ELF header configured for the stub.
Program Headers: PT_LOAD for stub + compressed data.
Parameter block +zELF-PR patched with version and virtual offsets.
Stub binary chosen for the (codec × filter × static/dynamic × password) combo.
Marker + header for compressed data (original size, offsets, implicit checks).

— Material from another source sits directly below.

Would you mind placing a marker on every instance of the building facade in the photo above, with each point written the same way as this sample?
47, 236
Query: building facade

2.2 Stub/loader description

The stub is compiled with -nostdlib and uses direct syscalls (inline asm) to avoid libc dependencies.

Architecture

stub_dynamic.c: for PIE/dynamic binaries.
stub_static.c: for static binaries.
Entry point _start: saves initial context (registers, stack pointer), prepares the stub stack, and calls the wrapper main.

Locating compressed data

Direct mode: non-PIE/static binaries (known addresses), read from .rodata / .elfz_params.
Scan mode (PIE): the stub searches for the 6-byte codec marker in memory and validates metadata.
- For most codecs this is a small fixed scan window near _start (keeps stubs smaller).
- For ZSTD a more robust scan may use /proc/self/maps to scan the full VMA.

Decompression and unfiltering

Allocate memory via mmap.
Call the codec decompressor (inline, no libc).
Apply inverse filter (BCJ decode in-place or KanziEXE decode).

Mapping and relocation

Mapping: map PT_LOAD segments to their target virtual addresses.
Relocation (PIE):
- Apply DT_RELA relocations (R_X86_64_RELATIVE).
- Patch GOT via DT_PLTGOT.
- RW heuristic (last resort) for atypical segments.

Loading ld.so (dynamic only)

Open and map the interpreter (/lib64/ld-linux-x86-64.so.2).
Create a “hatch” (syscall trampoline) required by ld.so to restore registers.
Patch the Auxiliary Vector (AUXV) on the stack (AT_PHDR, AT_ENTRY, AT_BASE) to mimic a direct launch of the original binary.

ELFZ/
├── src/
│   ├── packer/          # Main code (Host)
│   │   ├── zelf_packer.c, compression.c, elf_builder.c...
│   ├── stub/            # Loader code (Target, nostdlib)
│   │   ├── stub_static.c, stub_dynamic.c, syscalls...
│   ├── compressors/     # Compressor sources
│   ├── filters/         # BCJ, KanziEXE
│   └── tools/           # Analysis utilities
├── tools/               # Build/ML scripts
├── doc/                 # Documentation
└── build/               # Artifacts

4.2 Main modules

Packer: orchestration, CLI parsing, compression management.
Stub: minimal runtime, memory handling, syscalls, ELF loading.
ML: training scripts and prediction headers.

5. Technical Aspects and Error Codes

5.1 Error handling (Stub)

The stub exits with specific codes on failure:

1: Generic error.
3: mmap failure.
4: Marker not found (corrupt or missing data).
5: Decompression failure.
6: Invalid ELF after decompression.
11/12: Parameter/password block error.
65: Parameters not patched.
66/67: Marker/Magic mismatch.
90+: Sanity-check (bounds) errors.

5.2 Performance

Packer: uses mmap for I/O, streaming for ZSTD, LTO for linking.
Stub: size-optimized (-Os), no complex dynamic allocation, direct syscalls.